Playing with the Invisible Calendar from Invisible Computers
Invisible Computers is a German start-up. They make an e-paper product, with a black and white, non-backlit screen, like a Kindle but with no interactivity. Instead, it displays a calendar or other information. I love e-paper and devices that are open to customisation, so I couldn’t resist getting one to try out.
The wooden frame and unlit screen do look genuinely homely; much better than a glowing LED panel. The build quality is nice with no rough edges or big gaps.
A mobile app must be used for configuration, and there are two options for getting information onto the screen. The most user-friendly option is providing credentials for a Google Calendar to be displayed. The second allows you to provide a URL which serves an 800 x 480 bitmap image.
I wanted to show train times and maybe traffic - and to do some tinkering! - so I went straight for the second option.
My initial idea was to write and schedule a script to screenshot a couple of webpages and serve the resulting image. I had a spare Raspberry Pi to play with - so this seemed perfect. It’s been quite a while since I did a Pi project similar to this, and despite R being my default choice I had a vague memory that it took me a while to get running on the Pi last time, so I just went ahead with Python. I think it would have been no more effort to write in R: there is a Selenium library for R, and image libraries like magick and imager.
Serving the image locally was a non-starter, since the device receives images from a back-end service rather than directly. (I only realised this after I had done a small amount of Nginx configuration.) So instead, I uploaded it to an image hosting service - mission complete.
As an aside, this was the first hobby project where I’ve used ChatGPT to help with the planning and scripting.

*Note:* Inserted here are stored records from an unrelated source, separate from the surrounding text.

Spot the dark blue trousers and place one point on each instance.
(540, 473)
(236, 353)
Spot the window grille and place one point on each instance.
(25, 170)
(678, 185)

This project played to its strengths: Raspberry Pi, Python and Nginx are all open and well-documented on the public internet. This isn’t the case with a lot of the technology I work with in my day-job, and I found ChatGPT’s responses much more accurate and relevant when working on this. It still made small coding errors but usually could correct them when pointed out. It did suffer from not being able to see the device or websites. It doesn’t feel like we’re going to be seeing these models at work though until more enterprise-y solutions for private LLMs that utilise proprietary data develop.
The downsides over e-paper products designed more for hobbyists like paperdink are:
- the restrictions on the image size and format,
- the requirement the images be publicly hosted, and
- the inability to control the refresh rate.
The advantages are:
- straightforward wifi setup,
- slick calendar display (if that’s what you want), and
- design and build quality.
Overall, I’m happy with the end result.